The Indians on the reservation are also opposed to the proposition of flooding their lands, stated S. C. DeMers, representative of the Confederated Salish and Kootenai Tribes. He said that other tribes in the United States were also joining in the fight to protect the Indians’ water rights on the Flathead reservation.

In spite of the assurance given by Montana congressional representatives that the Flathead Lake proposal was “dead,” the issue seems very much alive.

Mission Valley News, June 22, 1983

Dirty air here? Machine says so

Although the winter air quality problem in Ronan is nothing to match Missoula’s, the local air did get a tad over the federal air quality standards in January, February and March, the City Council was told Monday night.

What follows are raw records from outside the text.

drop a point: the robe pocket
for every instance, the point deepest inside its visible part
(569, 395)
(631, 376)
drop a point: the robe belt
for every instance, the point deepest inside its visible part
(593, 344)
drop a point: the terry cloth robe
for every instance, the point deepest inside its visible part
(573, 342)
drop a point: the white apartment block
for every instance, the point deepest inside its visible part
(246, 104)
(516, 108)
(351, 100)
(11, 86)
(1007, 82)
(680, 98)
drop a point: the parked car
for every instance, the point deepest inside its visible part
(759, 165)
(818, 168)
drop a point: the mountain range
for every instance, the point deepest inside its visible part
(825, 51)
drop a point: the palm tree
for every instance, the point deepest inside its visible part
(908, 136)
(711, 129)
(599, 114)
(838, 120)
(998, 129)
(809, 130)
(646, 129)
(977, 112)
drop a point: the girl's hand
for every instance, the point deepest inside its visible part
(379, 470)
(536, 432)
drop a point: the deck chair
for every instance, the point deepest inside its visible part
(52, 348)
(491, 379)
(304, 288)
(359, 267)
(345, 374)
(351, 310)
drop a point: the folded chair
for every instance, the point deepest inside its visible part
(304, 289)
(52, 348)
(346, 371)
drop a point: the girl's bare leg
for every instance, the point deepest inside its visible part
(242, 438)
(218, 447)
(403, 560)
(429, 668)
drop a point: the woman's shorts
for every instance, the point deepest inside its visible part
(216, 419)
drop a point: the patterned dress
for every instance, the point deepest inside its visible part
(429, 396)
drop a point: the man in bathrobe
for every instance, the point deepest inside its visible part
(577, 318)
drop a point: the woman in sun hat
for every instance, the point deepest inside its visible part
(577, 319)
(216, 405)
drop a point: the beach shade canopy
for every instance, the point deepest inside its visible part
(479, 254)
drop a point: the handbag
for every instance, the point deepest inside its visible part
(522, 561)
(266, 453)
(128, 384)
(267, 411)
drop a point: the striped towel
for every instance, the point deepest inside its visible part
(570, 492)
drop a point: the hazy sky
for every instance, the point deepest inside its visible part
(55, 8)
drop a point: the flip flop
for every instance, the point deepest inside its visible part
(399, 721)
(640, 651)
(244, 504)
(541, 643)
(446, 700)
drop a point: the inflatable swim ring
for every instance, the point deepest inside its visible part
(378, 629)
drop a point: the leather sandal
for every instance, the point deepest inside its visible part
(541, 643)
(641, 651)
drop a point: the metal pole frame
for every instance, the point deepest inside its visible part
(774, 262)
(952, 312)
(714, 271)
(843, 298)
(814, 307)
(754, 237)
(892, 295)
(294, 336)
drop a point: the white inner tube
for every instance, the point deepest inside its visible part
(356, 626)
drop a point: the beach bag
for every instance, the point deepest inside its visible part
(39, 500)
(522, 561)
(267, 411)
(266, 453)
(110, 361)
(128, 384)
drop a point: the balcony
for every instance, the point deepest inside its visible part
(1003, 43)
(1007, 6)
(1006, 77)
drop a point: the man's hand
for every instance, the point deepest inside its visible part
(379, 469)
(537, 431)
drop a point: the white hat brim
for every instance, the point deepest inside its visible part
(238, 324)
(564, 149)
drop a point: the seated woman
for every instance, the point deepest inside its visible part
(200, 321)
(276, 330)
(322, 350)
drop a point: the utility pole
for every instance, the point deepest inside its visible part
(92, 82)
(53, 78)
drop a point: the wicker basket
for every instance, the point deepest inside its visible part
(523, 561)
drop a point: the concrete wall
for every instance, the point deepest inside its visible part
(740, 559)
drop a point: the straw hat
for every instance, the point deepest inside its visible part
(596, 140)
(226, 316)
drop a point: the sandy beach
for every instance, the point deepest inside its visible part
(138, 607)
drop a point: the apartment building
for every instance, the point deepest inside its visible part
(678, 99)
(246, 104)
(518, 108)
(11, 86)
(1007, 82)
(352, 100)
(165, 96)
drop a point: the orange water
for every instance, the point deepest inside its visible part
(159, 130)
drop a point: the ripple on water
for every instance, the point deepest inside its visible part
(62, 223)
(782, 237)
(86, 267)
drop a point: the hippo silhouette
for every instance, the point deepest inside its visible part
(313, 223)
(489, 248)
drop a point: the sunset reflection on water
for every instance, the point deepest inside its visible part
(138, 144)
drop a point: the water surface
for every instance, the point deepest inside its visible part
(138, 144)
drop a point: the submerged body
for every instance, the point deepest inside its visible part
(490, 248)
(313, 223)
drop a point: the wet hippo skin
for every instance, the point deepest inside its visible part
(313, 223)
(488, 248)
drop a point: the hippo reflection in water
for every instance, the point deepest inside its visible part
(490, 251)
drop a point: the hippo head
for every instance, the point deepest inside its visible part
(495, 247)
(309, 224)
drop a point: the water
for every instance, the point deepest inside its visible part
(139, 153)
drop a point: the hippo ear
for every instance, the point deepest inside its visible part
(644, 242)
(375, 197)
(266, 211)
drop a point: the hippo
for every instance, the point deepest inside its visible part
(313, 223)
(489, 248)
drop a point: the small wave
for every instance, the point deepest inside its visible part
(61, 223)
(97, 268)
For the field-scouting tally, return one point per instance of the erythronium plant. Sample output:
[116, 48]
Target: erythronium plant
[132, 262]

Thomas “Bearhead” Swaney reported for the Tribal Air Quality Department that its measuring device located in the city park had shown a particulate level averaging 76.53 micrograms per cubic meter. The federal maximum is 75 micrograms.

It is believed that the particulate level came from two sources: smoke from wood stoves and perhaps dust on roads near the monitoring site.

Silly regulation

Among the things the Montana publishers chose to get mad at during last weekend’s annual Montana Press Association meeting was the much-publicized matter of hospitals not releasing information about the condition of patients.

The legal theory is that without written consent of the patient any such information would violate his right to privacy, even though the report can (and should) be extremely minimal.

Of greatest concern are accident victims. As things now stand a reporter would have to hustle along beside the victim’s stretcher trying to get him to sign a consent form before the community which cares about him can be informed.

Most of us think that while perhaps legally sound, it’s a pretty silly regulation.